Maybe even something a little more offbeat - like the way an auto shop smells inside, or the bitter taste of hard, green pears, or the supple smoothness of a fine suede coat.

But whatever it is, it's fleeting, momentary, and the feeling it stirs up is sometimes just beyond the reach of your mental fingertips -

'What was that?' you think. 'Why does it seem so familiar?'

It's pleasant, but so pleasant it almost hurts.

If you can, you linger - outside the auto shop, sniffing whatever that is - paint, grease, road dirt. Exhaust fumes. 'Why do I like that?' you wonder.

And then it hits you. Grandfather's auto upholstery shop and the idle hours of childhood summers filled only with unconditional love and a promise of ice cream.

It may seem like quite a leap to you, but in some ways I feel the same way about auto shop smells as I feel about iris.

Most of the year, they are unremarkable. Broad, flat, mealy-green leaves, browning at the tips as the summer drags on, sagging limply one upon the other under winter rain and ice.

But one spring day you spot that first promising stalk, fluid filled, bulging out roundly near the base of one leaf, reaching for the sky, and you know the flowers are coming.

Delicate as butterfly wings they open, letting their large, outer petals droop downward, feathery soft, fluttering in the breeze. Color hidden beneath color. Each blossom lasting only a few days. And each new bud opening bravely, one after the other, while sister beauties curl and wither and droop.

They don't last very long - a few weeks at the most. Some are fragrant, some are not. An ill-timed cold snap or relentless wind can steal away every one.

And when they are gone - they are gone. There'll be no more for at least another year.

They're pretty hard to kill, it's true. Leave a broken bulb lay unattended on top of your lawn in August, and in all likelihood it'll sprout up in March.

But the hottest part of summer is when they need the most care. You trim the leaves, eradicate the weeds, dig up the bulbs, separate them, replant them, spending sweltering hours on your knees with a trowel, some bone meal, and a bag of super phosphate.

But it's worth it - for that utter beauty, unmatchable, reminiscent of all things good.

Grama's house.

There were beds of iris along the side of my grandmother's house - endless beds of pointy green leaves.

Right beside the pear trees with their hard, bitter, not-yet-ready fruit, an annual source of pleasure and stomachaches. 

Right beside the pyracantha bush with it's tiny red berries that just fit into the round o-shaped mouth of an ancient baby doll - but would never come back out.
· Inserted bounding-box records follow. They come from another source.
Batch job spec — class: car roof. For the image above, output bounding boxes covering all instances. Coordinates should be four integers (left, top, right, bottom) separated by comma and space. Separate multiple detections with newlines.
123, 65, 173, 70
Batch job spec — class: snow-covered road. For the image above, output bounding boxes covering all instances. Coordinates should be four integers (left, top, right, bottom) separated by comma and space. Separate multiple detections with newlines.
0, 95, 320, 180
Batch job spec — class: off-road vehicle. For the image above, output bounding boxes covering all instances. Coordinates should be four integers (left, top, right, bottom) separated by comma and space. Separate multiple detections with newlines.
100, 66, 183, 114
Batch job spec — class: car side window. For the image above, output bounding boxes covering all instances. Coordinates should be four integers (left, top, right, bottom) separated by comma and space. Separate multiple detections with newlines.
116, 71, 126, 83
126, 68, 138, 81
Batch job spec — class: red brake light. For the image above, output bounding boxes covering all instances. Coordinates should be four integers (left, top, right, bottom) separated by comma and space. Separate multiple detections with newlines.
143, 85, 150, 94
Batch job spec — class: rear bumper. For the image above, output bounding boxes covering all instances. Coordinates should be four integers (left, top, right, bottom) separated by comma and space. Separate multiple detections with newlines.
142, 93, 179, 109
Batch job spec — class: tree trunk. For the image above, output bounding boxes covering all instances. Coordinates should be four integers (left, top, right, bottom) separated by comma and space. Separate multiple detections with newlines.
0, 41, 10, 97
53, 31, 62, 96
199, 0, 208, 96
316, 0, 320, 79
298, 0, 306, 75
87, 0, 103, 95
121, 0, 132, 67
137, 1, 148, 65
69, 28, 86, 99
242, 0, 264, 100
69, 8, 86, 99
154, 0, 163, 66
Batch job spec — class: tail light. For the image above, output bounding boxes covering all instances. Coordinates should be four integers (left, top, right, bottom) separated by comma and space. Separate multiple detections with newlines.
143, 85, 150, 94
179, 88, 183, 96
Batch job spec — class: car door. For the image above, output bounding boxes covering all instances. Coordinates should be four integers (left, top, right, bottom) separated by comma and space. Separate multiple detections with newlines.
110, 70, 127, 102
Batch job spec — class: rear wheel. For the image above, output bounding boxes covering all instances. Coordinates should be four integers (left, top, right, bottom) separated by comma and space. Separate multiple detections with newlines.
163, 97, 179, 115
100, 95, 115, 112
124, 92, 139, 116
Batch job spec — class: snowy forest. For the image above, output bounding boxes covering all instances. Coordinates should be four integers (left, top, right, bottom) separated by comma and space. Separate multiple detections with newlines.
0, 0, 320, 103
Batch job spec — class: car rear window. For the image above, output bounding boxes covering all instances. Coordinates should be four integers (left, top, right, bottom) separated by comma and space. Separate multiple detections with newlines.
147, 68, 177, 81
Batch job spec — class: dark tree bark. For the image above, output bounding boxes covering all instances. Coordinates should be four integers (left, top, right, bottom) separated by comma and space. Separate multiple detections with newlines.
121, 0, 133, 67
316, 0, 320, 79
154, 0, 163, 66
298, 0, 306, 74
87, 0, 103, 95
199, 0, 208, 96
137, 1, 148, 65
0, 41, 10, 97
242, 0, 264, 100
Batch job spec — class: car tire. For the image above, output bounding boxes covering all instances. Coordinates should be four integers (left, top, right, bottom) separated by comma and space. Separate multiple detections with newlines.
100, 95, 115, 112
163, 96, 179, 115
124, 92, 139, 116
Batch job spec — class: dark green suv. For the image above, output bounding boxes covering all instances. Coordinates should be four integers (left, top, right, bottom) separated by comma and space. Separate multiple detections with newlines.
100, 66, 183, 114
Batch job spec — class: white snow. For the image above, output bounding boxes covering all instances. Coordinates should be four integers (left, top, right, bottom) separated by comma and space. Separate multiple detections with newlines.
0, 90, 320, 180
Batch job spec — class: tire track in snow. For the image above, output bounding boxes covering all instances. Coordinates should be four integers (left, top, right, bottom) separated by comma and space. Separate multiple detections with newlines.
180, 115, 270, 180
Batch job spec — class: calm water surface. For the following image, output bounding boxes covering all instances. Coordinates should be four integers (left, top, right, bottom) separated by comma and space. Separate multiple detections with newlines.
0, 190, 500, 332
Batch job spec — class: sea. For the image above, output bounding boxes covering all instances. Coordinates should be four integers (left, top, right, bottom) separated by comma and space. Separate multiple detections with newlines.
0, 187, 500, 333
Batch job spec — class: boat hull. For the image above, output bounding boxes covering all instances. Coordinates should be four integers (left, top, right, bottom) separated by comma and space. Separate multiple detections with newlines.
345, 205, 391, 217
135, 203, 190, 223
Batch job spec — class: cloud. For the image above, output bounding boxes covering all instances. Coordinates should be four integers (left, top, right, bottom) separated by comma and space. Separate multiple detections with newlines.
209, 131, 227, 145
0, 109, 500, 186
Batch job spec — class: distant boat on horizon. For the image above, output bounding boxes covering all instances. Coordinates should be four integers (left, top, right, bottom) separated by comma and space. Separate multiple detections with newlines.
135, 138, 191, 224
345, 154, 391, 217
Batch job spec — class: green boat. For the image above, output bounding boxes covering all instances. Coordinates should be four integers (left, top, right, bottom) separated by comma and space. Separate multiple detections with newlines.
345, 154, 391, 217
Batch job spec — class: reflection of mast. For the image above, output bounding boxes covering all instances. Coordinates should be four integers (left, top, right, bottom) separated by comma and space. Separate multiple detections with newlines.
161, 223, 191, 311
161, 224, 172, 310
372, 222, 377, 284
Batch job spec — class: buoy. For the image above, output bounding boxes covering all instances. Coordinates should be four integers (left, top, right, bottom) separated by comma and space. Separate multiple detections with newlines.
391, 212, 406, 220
Around the corner was the black walnut tree whose produce we were allowed to flail away at with hammers for hours on end, picking out infinitesimal pieces of nut meat, too small to taste like much but well worth the effort.

And just inside the black screen door was a big, yellow, welcoming kitchen and two of the most important people in the world.

A grandfather who took us fishing, showed us how to tie flies (often using a strand of our own hair, the better to catch the fish), played a mean game of Yahtzee, gave us all his time, and lived his life according to his faith, however hard.

And a grandmother with a twinkle in her eye and a song for every occasion - including 'All the Quakers are Shoulder Shakers down in Quaker Town,' 'Tit for Tat,' and 'Ring me up Some Rainy Afternoon.'

A grandmother whose rich, comforting voice read passages from a well-used Bible every morning in that sunny kitchen.

And whose prayers for me ascend to heaven daily even now.

That's why I love iris - fragrant, fragile blossoms that last no longer on the face of a year than the flush of youth on the face of a life.

Glorious, brilliant blossoms that burst forth anew each spring from humble plants, nearly impossible to kill.

Fragile, fleeting, glorious, heavenly, down-to-earth reminders of something past that can never be lost.